The integral of $\frac {1}{x}$ and basic differential equations In introductory calculus, when solving basic separable ordinary differential equations, we often use the following "fact" 
$$\int \frac 1x \ dx = \ln|x| + C$$
This "fact", however, is slightly misleading. The actual integral is the following: 
$$\int \frac 1x \ dx = \begin{cases}\ln \left|x \right| + C_1 & x < 0\\
\ln \left|x \right| + C_2 & x > 0
\end{cases}$$
My question, is, simply, as far as basic (that is, AP Calculus level) ordinary differential equations go, will using the former integral ever yield imprecise solutions? 
EDIT: I have received three close votes on this question since it is "opinion based". I do not understand how---I have a concrete mathematical question, the answer to which is certainly not an "opinion". I am presuming this is resulting from my usage of the word "false" in describing the first equation, which I have changed to "slightly misleading". If there are any other problems with this question, I would certainly love to know in the comments. 

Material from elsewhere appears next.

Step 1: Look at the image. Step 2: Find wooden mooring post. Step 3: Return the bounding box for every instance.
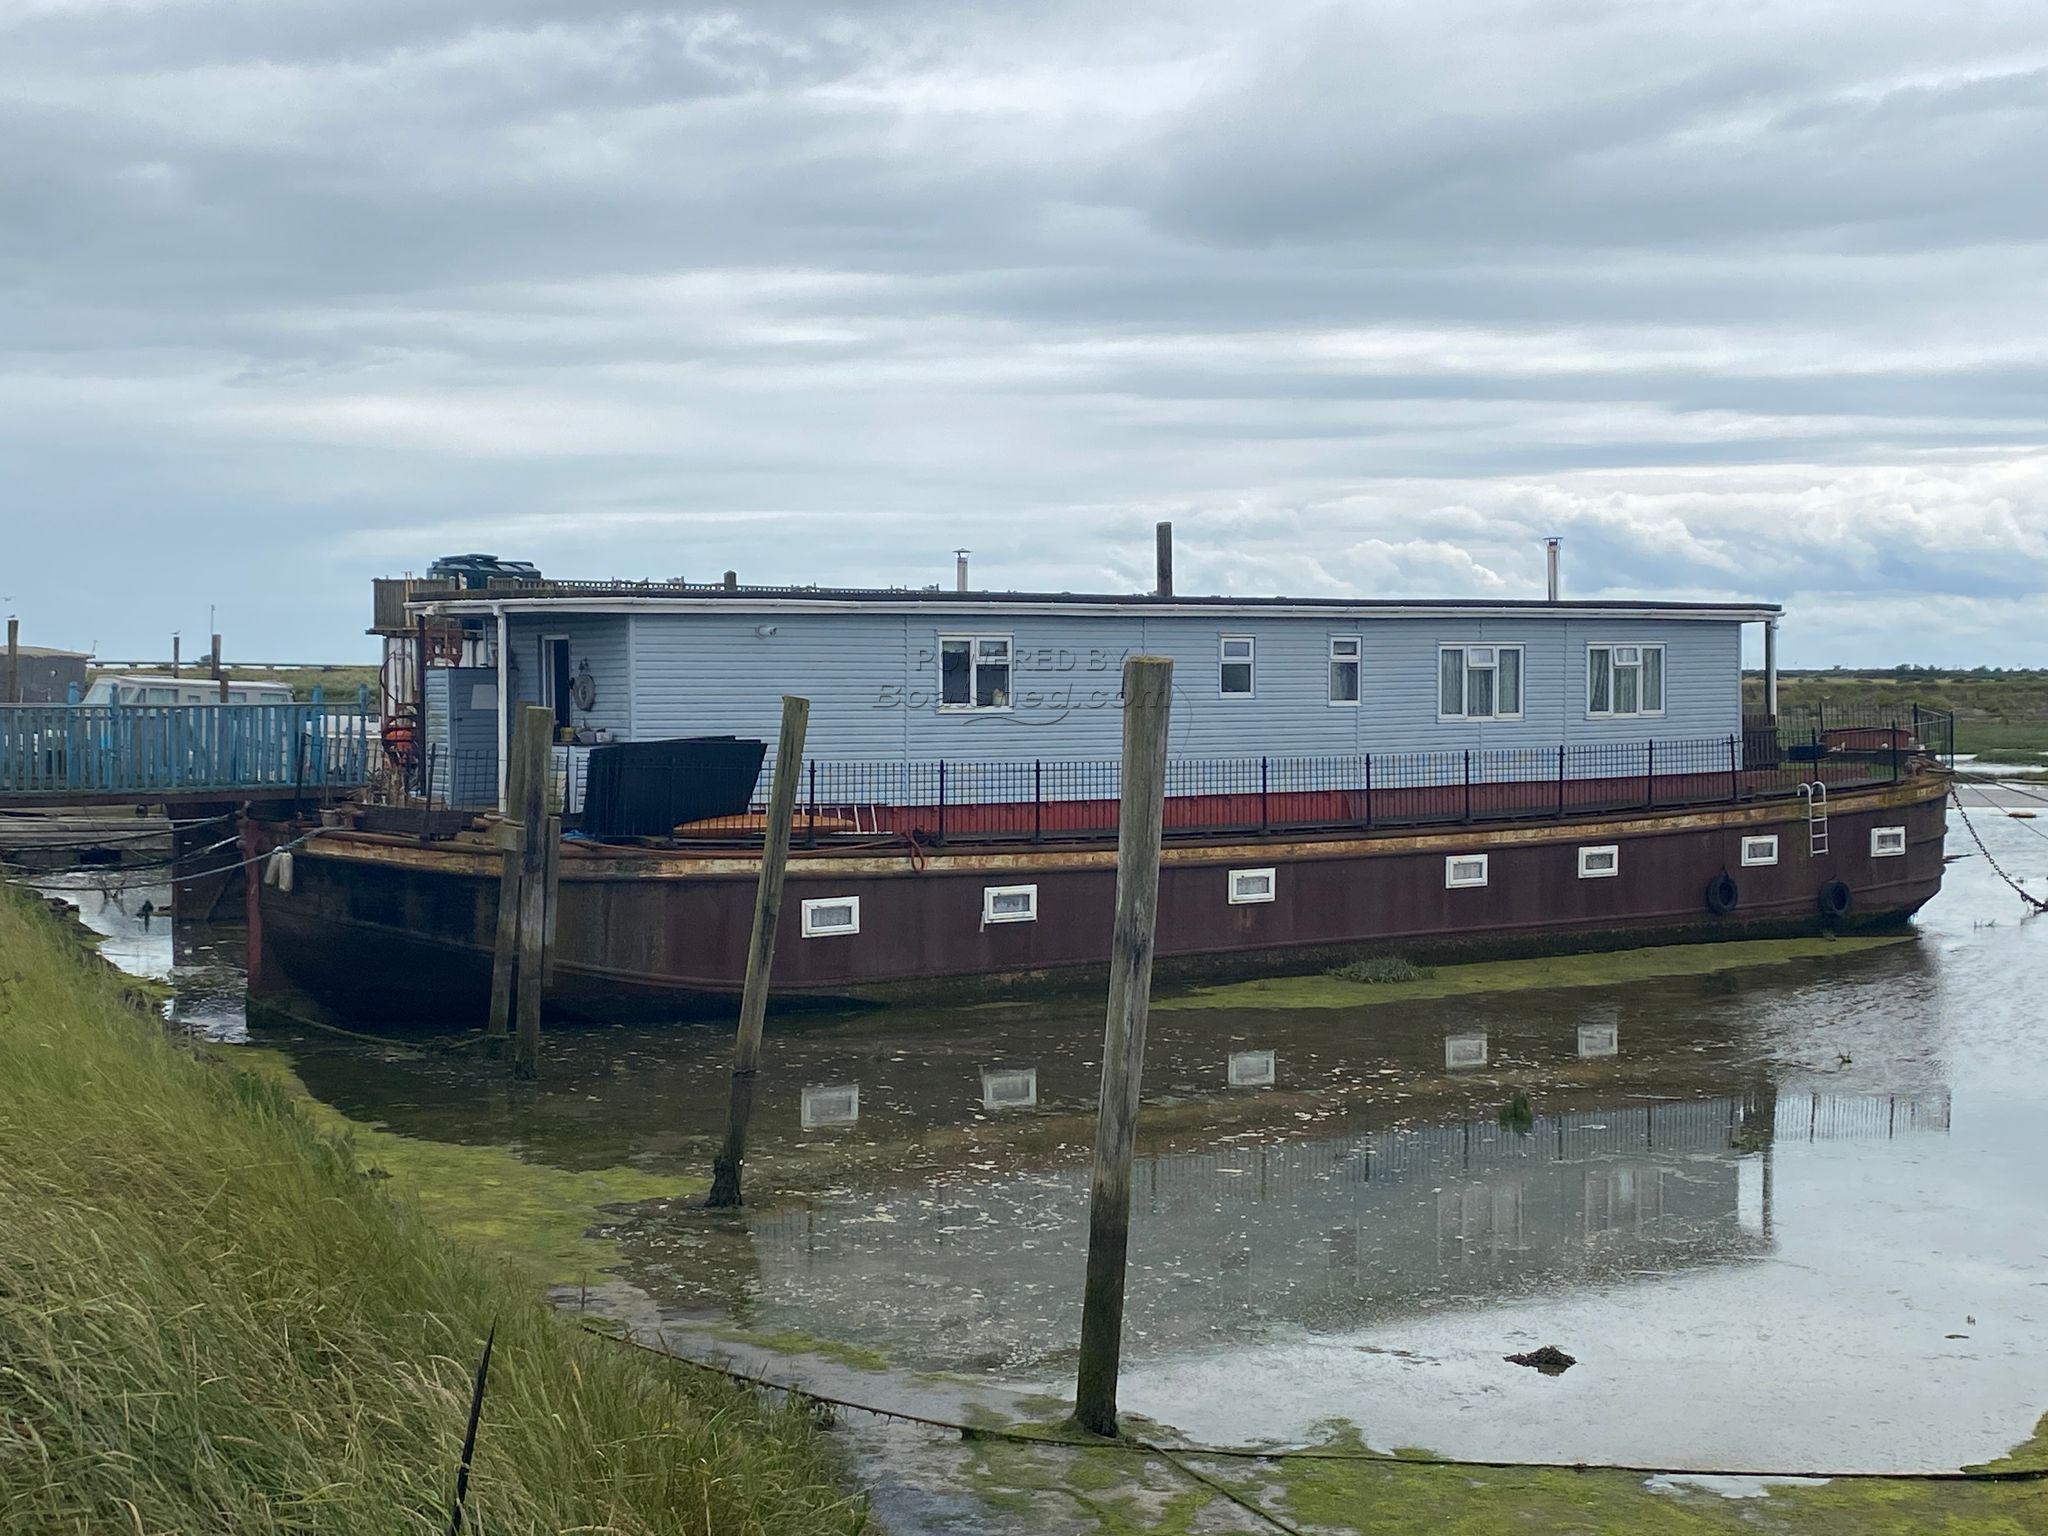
[486,706,554,1073]
[706,695,811,1209]
[1070,654,1173,1438]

 A: Your question, as is, will probably have artificial answers as result. But it is "equivalent" to a potentially more interesting and general problem: 

Is it possible for non-artificial problems to arise whenever we use the fact that a function has derivative identically zero to arrive at the fact that it is constant without verifying that the set is connected?

And this can indeed happen in a non-artificial situation. We have as an example an answer which I gave here in MSE. I started working on a subset of $M_n(\mathbb{R})$, arrived at the fact that the function had zero derivative, hence it should be constant, but didn't verify that the set was connected, which was not at all justified (and even made this question exist). However, using $M_n(\mathbb{C})$ I was able to arrive at the correct result (and in particular it holds for $M_n(\mathbb{R})$.
Of course, one could argue that the answer itself to that question is convoluted and artificial, but this technique of using the fact that a function with derivative identically zero is constant on a connected set is ubiquitous; the answer linked being only the first example that came to mind.